The Rate of Photorespiration during Photosynthesis and the Relationship of the Substrate of Light Respiration to the Products of Photosynthesis in Sunflower Leaves

Abstract

Single attached leaves of sunflower (Helianthus annus L. "Mennonite") were supplied (14)CO(2) of constant specific radioactivity in gas mixtures containing various CO(2) and O(2) concentrations. The (14)CO(2) and CO(2) fluxes were measured concurrently in an open system using an ionization chamber and infrared gas analyzer.The rate of photorespiration (5.7 +/- 0.3 mg CO(2).dm(-2).(-1)) during photosynthesis in 21% O(2) at 25 C and 3,500 footcandles was over three times the rate of dark respiration and was independent of CO(2) concentrations from 0 to 300 mul/l. The steady rate of CO(2) evolution into CO(2)-free air was about 30% lower. Low oxygen (1%) inhibited both (14)CO(2) and CO(2) evolution, both during photosynthesis and in CO(2)-free air in the light.At 300 mul/l CO(2) apparent photosynthesis was inhibited 41% by 21% O(2). Two-thirds of the inhibition was due to the inhibition of true photosynthesis by oxygen and one-third due to the stimulation of photorespiration. At 50 mul/l CO(2), where the percentage inhibition of apparent photosynthesis by 21% oxygen was 92%, photorespiration accounted for two-thirds of the total inhibition.The rate of (14)CO(2) uptake by the leaf decreased about 30 seconds after the introduction of (14)CO(2), indicating that (14)CO(2) was rapidly evolved from the leaf. The rate of (14)CO(2) evolution increased rapidly with time, the kinetics depending on the CO(2) concentration.

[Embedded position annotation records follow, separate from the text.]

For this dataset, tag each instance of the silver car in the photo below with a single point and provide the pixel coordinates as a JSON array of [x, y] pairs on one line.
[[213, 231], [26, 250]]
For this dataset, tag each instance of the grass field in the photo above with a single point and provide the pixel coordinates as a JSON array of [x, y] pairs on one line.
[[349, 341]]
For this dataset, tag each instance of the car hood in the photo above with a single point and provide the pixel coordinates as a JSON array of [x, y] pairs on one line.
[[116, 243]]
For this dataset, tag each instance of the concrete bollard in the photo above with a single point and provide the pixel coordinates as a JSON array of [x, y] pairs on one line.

The high specific radioactivity of the (14)CO(2) evolved during photosynthesis or in the early period of flushing in CO(2)-free air showed that the substrate for light respiration was an early product of photosynthesis. From the measurement of (14)CO(2) and CO(2) evolution into CO(2)-free air over a longer time period it was apparent that at least three compounds, each of decreased (14)C content, could supply the substrate for light respiration.Based on a consideration of the specific radioactivity of (14)CO(2) evolved under a variety of conditions, it is suggested that total CO(2) evolution in the light or photorespiration is composed of two processes, dark respiration and light respiration. Light respiration is a process that only occurs in the light, persists for some time on darkening, and metabolizes substrates that are quite different from those of dark respiration.